The recent returns at the $302 billion California Public Employees’ Retirement System (CalPERS) might seem slight at 0.61% for the twelve months ended June 30. But over a difficult market environment for investors, where the S&P 500 basically marched in place, those returns don’t seem as dismal.
A year of beating benchmarks doesn’t meet asset growth goals
Then, after reporting a paltry 2.4% year over year returns in 2015 – when the S&P 500 was up nearly 7% over the same time frame — one of the world’s largest pension fund manager is again posting scant returns. While many pension funds model 5% to 7% annualized returns into formulas to keep up with pension demands, this year CalPERs is coming up short of overall growth goals.
The fund was relatively upbeat in a statement, noting that they beat benchmarks and were pulled down by international stocks.
“CalPERS achieved the positive net return despite volatile financial markets and challenging global economic conditions,” the pension fund said in a statement. “Key to the return was the diversification of the Fund’s portfolio, especially CalPERS’ fixed income and infrastructure investments.”
Fixed income, infrastructure and real estate investments were winners
Fixed Income delivered a sizable 9.29% return, which was just below its benchmark by two basis points in a negative interest rate environment. Infrastructure was another winning segment with an 8.98% percent return, besting its benchmark by 4.02%, or 402 basis points.
The major detractor was publically traded equities, which subtracted -3.38% from gains. It was international stocks that put the brakes on markets CalPERS’ performance, but CalPERS stock picking prevailed and the program still managed to beat its benchmark by 58 basis points. “Positive performance in a year of turbulent financial markets is an accomplishment that we are proud of,” said Ted Eliopoulos, CalPERS Chief Investment Officer. “Over half of our portfolio is in equities, so returns are largely driven by stock markets.”
The fund’s Real Estate program was a winner with a 7.06% return, but here it underperformed its benchmark by 557 basis points. The pension fund attributed much of the underperformance to non-core programs, including losses on the final disposition of legacy assets in the Opportunistic program.
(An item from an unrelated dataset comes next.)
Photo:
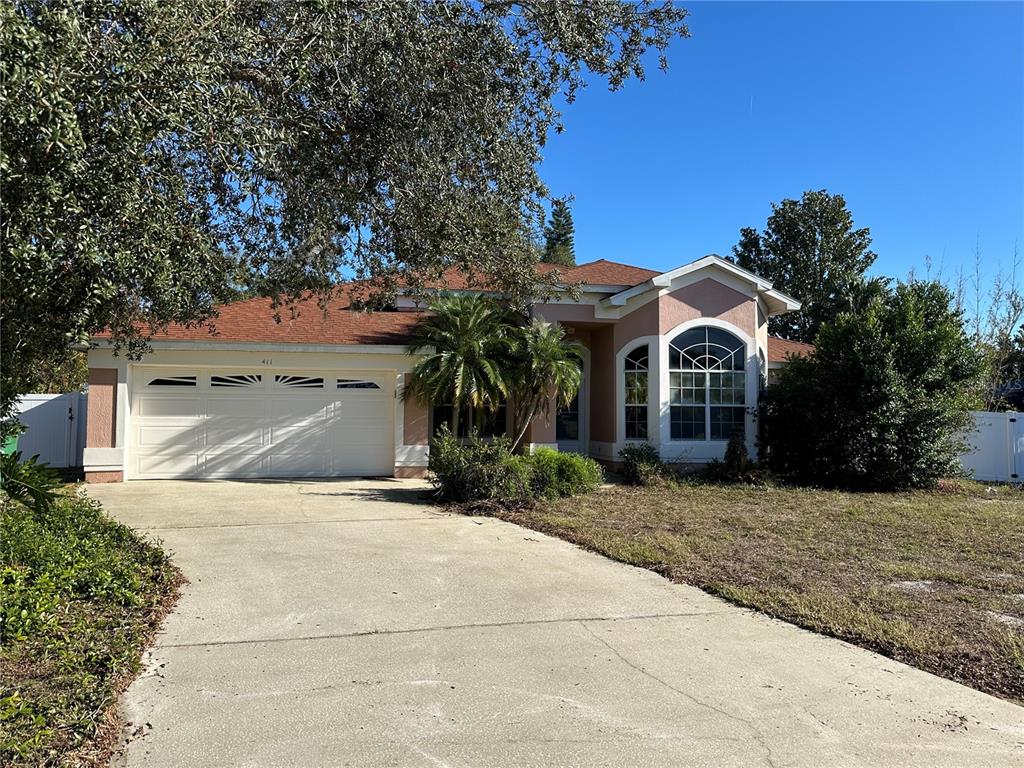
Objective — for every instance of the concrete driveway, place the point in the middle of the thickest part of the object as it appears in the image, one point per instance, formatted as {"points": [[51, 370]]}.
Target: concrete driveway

“It’s important to remember that CalPERS is a long-term investor, and our focus is the success and sustainability of our system over multiple generations,” said Henry Jones, Chair of CalPERS Investment Committee. “We will continue to examine the portfolio and our asset allocation, and will use the next Asset Liability Management process, starting in early 2017, to ensure that we are best positioned for the future market climate.”